Bireysel görüşülen birkaç isim daha sayalım: California 28. bölgeden DP’li temsilci Howard Berman, partinin kürtaj karşıtı, ABD bayrağının yakılmasını “özgür ifade” içinde görmeyen, Irak savaşına tam destek vermiş şahin kanadından. “DP’li olmadan bile önce, bir Siyonist’tim, her zaman öyle kalacağım” diyen bir tip. DP’nin bir başka şahin kodamanı, İsrail Lobisi’nin has elemanlarından Joe Lieberman, görüşülen politikacılardan bir başkası. CP’nin Florida 16. bölge temsilcisi Ileana Ros-Lehtinen’le de toplanmışlar, bu kadın görece “liberal” Cumhuriyetçilerden: Eşcinsel hakları destekçisi olmakla birlikte sağcı Küba Lobisi’nin arabulucularından, sofu bir İsrail yanlısı, Scientology tarikatına yakın bir politikacı.

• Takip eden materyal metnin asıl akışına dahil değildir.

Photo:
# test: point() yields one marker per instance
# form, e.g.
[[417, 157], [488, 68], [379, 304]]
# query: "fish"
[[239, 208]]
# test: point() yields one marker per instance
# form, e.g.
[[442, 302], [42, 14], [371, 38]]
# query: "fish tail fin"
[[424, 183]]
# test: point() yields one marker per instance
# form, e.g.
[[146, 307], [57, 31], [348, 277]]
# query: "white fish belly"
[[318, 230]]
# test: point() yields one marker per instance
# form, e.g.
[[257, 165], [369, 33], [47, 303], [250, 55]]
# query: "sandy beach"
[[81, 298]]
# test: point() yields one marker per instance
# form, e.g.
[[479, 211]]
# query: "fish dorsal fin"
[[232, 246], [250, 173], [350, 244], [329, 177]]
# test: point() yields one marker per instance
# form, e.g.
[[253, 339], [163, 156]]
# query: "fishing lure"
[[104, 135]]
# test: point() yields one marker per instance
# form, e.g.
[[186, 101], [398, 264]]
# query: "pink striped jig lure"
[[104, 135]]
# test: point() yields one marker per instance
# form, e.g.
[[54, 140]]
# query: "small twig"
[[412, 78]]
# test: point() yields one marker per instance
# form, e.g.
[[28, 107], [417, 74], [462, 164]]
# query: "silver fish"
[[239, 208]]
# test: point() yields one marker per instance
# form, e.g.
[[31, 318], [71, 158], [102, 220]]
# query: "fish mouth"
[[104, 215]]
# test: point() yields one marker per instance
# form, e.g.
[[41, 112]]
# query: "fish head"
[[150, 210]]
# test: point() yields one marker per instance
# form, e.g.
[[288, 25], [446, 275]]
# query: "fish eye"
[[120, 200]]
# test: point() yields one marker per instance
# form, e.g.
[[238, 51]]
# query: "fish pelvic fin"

AKP’nin dışişleri kurmaylarının ABD’de kullandıkları söylem ile “Yeni” CHP’nin bu temaslarında kullandığı söylem arasında pek bir fark yok. Bir tek, “İsrail’in güvenini kazanmak” konusunda partinin Obama hükümeti içindeki anti-İslamcı şahinlere ve İsrail Lobisi’ne yatırım yaptığını, bu konuda farklı bir strateji güttüğünü görüyorum. Washington D.C.’de CHP’nin satmaya çalıştığı Ortadoğu politikası ise, “Türkiye’yi koptuğu Batı’ya geri çekme” ekseninde ne idüğü belirsiz bir politika. AKP’den daha zayıf bir görüntü veriyor.

Diğer taraftan Öztrak ve Oran, sosyal devletin güçlendirilmesi ve istihdam yaratılması gibi beylik çözümler içeren ekonomik paketlerinden bahsediyorlardı ABD temaslarında. CSIS’teki konuşmalarını dikkatle dinlememe rağmen AKP’nin yaptıklarından ve önerdiklerinden üstün bir yanını göremedim bunun da.

Bu temaslar hakkında bakınırken başka bir şey gördüm. 4 Nisan’da TOBB’da konuşan Kılıçdaroğlu, ekonomik bürokrasiyi iyi tanıdığını ve tıkanıklıklarını çözeceğini anlatırken şöyle diyordu: “'Rahmetli Özal'ın başarısı da burada yatar. Devleti iyi tanımasında yatar”.

CHP “yeni”, AKP “ak”, burjuva siyaseti bildiğiniz gibi.